Straordinario afflusso di pubblico, ieri 13 febbraio, nella Sala dei Notari, per ascoltare dalla viva voce della scrittrice Dacia Maraini la cronaca vivida e dolorosa della sua prigionia in un campo giapponese. “Vita mia. Giappone 1943. Memorie di una bambina italiana in un campo di prigionia” è il suo ultimo libro pubblicato da Rizzoli a ottobre 2023.
Prima di raggiungere la Sala dei Notari, la scrittrice è stata accolta a Palazzo dei Priori da Costantino D’Orazio, nuovo direttore della Galleria Nazionale dell’Umbria, per una visita alle principali opere custodite nelle bellissime sale della Gnu.
L’assessore alla cultura Leonardo Varasano ha portato il saluto dell’amministrazione comunale ringraziando la scrittrice per “il dono, difficile e doloroso, di una testimonianza civile che aiuta a mantenere sempre alta e viva la memoria dei campi di sterminio e di prigionia”.
Durante la presentazione, introdotta e moderata da Annamaria Romano, presidente Associazione Culturale Clizia, la scrittrice ha dialogato con Simone Casini, docente di Letteratura Italiana dell’Università degli Studi di Perugia.

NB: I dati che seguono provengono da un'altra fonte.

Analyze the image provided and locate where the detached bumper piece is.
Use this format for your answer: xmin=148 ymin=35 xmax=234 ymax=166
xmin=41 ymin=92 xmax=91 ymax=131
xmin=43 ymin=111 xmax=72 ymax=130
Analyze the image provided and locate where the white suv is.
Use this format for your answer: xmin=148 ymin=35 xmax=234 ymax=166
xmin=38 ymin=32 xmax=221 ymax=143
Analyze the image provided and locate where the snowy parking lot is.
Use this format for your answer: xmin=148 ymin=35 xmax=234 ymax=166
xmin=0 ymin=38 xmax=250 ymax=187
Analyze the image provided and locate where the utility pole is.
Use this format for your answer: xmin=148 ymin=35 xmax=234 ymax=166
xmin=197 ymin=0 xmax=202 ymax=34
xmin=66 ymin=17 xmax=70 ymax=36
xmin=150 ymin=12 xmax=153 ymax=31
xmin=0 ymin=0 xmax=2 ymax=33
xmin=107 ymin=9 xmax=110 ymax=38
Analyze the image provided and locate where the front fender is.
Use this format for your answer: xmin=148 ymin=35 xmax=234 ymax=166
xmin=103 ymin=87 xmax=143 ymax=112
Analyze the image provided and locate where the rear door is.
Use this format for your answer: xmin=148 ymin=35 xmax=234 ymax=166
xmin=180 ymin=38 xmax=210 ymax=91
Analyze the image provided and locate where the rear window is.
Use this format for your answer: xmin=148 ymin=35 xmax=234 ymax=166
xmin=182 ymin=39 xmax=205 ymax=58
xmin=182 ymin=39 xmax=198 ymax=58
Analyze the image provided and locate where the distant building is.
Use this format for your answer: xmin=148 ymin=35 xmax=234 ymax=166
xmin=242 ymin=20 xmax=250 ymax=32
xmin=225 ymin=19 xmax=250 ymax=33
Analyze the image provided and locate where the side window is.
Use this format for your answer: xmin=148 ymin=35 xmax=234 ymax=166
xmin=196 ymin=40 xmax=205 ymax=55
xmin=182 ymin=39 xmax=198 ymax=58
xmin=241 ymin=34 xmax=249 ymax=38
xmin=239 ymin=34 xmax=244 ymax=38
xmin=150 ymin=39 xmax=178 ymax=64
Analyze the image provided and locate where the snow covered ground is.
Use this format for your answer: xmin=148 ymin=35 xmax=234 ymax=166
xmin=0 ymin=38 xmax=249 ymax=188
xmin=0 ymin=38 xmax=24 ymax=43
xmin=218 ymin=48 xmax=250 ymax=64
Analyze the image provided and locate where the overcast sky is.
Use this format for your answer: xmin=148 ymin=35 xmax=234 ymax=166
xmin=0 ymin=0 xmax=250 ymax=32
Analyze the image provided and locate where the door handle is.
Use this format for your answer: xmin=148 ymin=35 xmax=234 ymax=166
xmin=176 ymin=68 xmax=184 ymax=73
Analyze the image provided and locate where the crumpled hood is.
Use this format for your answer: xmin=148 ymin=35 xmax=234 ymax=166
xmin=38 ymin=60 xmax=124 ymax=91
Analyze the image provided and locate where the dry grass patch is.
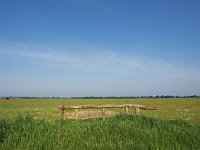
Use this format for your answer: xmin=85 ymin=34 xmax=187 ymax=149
xmin=65 ymin=110 xmax=116 ymax=119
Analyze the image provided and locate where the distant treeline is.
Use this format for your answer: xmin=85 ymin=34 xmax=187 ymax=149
xmin=0 ymin=97 xmax=61 ymax=99
xmin=70 ymin=95 xmax=200 ymax=99
xmin=1 ymin=95 xmax=199 ymax=99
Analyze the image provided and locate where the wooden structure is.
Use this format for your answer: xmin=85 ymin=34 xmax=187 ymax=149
xmin=58 ymin=104 xmax=157 ymax=120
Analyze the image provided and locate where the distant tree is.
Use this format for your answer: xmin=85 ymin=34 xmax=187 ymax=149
xmin=156 ymin=95 xmax=160 ymax=98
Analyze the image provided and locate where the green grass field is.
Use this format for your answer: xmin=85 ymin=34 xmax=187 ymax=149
xmin=0 ymin=98 xmax=200 ymax=149
xmin=0 ymin=98 xmax=200 ymax=123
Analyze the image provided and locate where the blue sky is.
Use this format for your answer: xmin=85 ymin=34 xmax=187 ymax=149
xmin=0 ymin=0 xmax=200 ymax=97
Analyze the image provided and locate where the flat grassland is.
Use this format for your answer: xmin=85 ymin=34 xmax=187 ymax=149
xmin=0 ymin=98 xmax=200 ymax=149
xmin=0 ymin=98 xmax=200 ymax=123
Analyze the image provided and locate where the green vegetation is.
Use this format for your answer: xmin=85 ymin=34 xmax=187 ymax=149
xmin=0 ymin=114 xmax=199 ymax=150
xmin=0 ymin=98 xmax=200 ymax=124
xmin=0 ymin=98 xmax=200 ymax=149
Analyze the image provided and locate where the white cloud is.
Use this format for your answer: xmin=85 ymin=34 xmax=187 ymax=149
xmin=0 ymin=41 xmax=200 ymax=96
xmin=0 ymin=43 xmax=199 ymax=78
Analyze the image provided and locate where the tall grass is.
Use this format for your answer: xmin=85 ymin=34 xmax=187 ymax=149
xmin=0 ymin=114 xmax=199 ymax=150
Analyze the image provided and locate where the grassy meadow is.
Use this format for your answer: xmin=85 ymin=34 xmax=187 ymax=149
xmin=0 ymin=98 xmax=200 ymax=123
xmin=0 ymin=98 xmax=200 ymax=149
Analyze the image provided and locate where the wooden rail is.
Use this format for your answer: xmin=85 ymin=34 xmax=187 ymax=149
xmin=58 ymin=104 xmax=157 ymax=120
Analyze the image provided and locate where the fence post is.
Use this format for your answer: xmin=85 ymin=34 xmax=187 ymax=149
xmin=135 ymin=107 xmax=140 ymax=115
xmin=102 ymin=108 xmax=105 ymax=119
xmin=125 ymin=107 xmax=128 ymax=114
xmin=75 ymin=109 xmax=79 ymax=118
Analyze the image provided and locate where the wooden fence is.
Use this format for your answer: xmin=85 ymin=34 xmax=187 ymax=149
xmin=58 ymin=104 xmax=157 ymax=120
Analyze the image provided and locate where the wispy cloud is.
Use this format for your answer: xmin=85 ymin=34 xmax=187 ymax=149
xmin=1 ymin=42 xmax=199 ymax=78
xmin=0 ymin=41 xmax=200 ymax=96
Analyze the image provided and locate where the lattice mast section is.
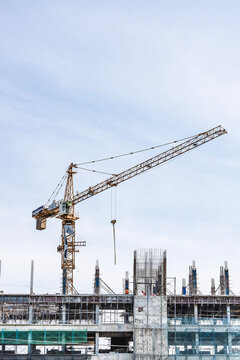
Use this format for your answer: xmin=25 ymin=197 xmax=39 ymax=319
xmin=57 ymin=163 xmax=81 ymax=295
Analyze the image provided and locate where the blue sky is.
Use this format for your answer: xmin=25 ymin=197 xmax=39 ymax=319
xmin=0 ymin=1 xmax=240 ymax=295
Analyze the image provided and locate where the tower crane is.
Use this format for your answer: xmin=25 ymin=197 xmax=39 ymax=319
xmin=32 ymin=125 xmax=227 ymax=294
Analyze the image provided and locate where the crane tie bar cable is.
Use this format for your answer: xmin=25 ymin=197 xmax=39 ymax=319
xmin=76 ymin=166 xmax=117 ymax=176
xmin=75 ymin=134 xmax=198 ymax=166
xmin=46 ymin=172 xmax=68 ymax=205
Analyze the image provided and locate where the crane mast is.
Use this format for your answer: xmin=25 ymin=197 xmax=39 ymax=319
xmin=56 ymin=164 xmax=86 ymax=294
xmin=32 ymin=125 xmax=227 ymax=294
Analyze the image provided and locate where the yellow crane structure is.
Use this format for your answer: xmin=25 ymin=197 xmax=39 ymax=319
xmin=32 ymin=125 xmax=227 ymax=294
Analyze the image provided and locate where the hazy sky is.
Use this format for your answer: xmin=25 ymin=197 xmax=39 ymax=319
xmin=0 ymin=1 xmax=240 ymax=295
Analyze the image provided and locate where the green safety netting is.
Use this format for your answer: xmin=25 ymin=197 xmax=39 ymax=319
xmin=0 ymin=330 xmax=87 ymax=345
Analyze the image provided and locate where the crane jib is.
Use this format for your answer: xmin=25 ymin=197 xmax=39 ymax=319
xmin=72 ymin=125 xmax=227 ymax=205
xmin=32 ymin=125 xmax=227 ymax=218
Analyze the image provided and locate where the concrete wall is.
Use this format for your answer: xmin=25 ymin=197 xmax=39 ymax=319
xmin=133 ymin=295 xmax=168 ymax=360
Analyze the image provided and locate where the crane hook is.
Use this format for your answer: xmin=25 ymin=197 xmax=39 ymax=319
xmin=111 ymin=219 xmax=117 ymax=265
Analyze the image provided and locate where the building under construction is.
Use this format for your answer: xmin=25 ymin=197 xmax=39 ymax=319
xmin=1 ymin=126 xmax=230 ymax=358
xmin=0 ymin=249 xmax=240 ymax=359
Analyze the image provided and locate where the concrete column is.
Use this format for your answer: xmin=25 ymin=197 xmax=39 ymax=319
xmin=227 ymin=305 xmax=232 ymax=354
xmin=27 ymin=331 xmax=36 ymax=355
xmin=194 ymin=304 xmax=199 ymax=354
xmin=1 ymin=329 xmax=5 ymax=353
xmin=62 ymin=304 xmax=66 ymax=324
xmin=194 ymin=304 xmax=198 ymax=324
xmin=134 ymin=296 xmax=168 ymax=358
xmin=62 ymin=304 xmax=66 ymax=353
xmin=28 ymin=331 xmax=32 ymax=354
xmin=95 ymin=304 xmax=99 ymax=325
xmin=62 ymin=331 xmax=66 ymax=354
xmin=227 ymin=305 xmax=231 ymax=325
xmin=29 ymin=305 xmax=33 ymax=324
xmin=28 ymin=305 xmax=33 ymax=354
xmin=95 ymin=332 xmax=99 ymax=354
xmin=228 ymin=331 xmax=232 ymax=355
xmin=0 ymin=305 xmax=4 ymax=323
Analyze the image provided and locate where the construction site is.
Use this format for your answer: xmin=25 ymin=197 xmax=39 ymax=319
xmin=2 ymin=125 xmax=238 ymax=360
xmin=1 ymin=250 xmax=240 ymax=359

Sandra Fuccelli, ha letto magistralmente alcuni brani di Vita mia.
Dacia – racconta – ha sette anni, vive in Giappone con i genitori e le sorelline Toni e Yuki e si sente giapponese a tutti gli effetti. Suo padre, Fosco, insegna all’università di Kyoto, sua madre, Topazia Alliata, è felicemente integrata nel tessuto della città. Il sogno è la pace, si pensa che la guerra finirà presto. Ma Fosco e Topazia non giurano fedeltà al governo nazifascista della Repubblica di Salò. La famiglia è internata in un campo di concentramento destinato ai traditori della patria.
Per la famiglia Maraini iniziano gli anni più difficili: con pochi grammi di riso al giorno, tra fame, malattie, attesa, gelo e vessazioni, dovranno imparare a sopravvivere rinchiusi in un luogo ostile insieme ad altri prigionieri.
Il racconto di Dacia si snoda lucido, preciso, a tratti sconvolgente per durezza dei fatti narrati, ma sempre composto e ironico, anche nei suoi particolari più raccapriccianti, come l’essersi nutriti di formiche e topi pur di sopravvivere.
E poi la storia della prima giovinezza, al ritorno dal Giappone, in Sicilia: una terra bellissima, ancora indenne dagli sfregi edilizi dei decenni successivi, ma arretrata e bigotta.
E’ generosa, Dacia, nel far balenare di fronte al pubblico, attento e partecipe, l’esperienza vissuta di uno spaccato del ‘900, un secolo che ha visto cambiare la società, trasformare l’Italia, anche attraverso la rivoluzione del ’68 e il femminismo. C’è l’amicizia con Pierpaolo Pasolini, il racconto delle vessazioni e delle censure morali in un paese che fatica ad emanciparsi da pregiudizi e discriminazioni.
E’ stato un incontro con una delle voci più autorevoli e conosciute della nostra letteratura contemporanea, ma anche un modo per non dimenticare gli orrori del Novecento, e per celebrare il coraggio, la fedeltà alle idee, il rifiuto del razzismo di una famiglia che ha lasciato il segno nella Storia e di chi come loro ha lottato per la libertà di tutti.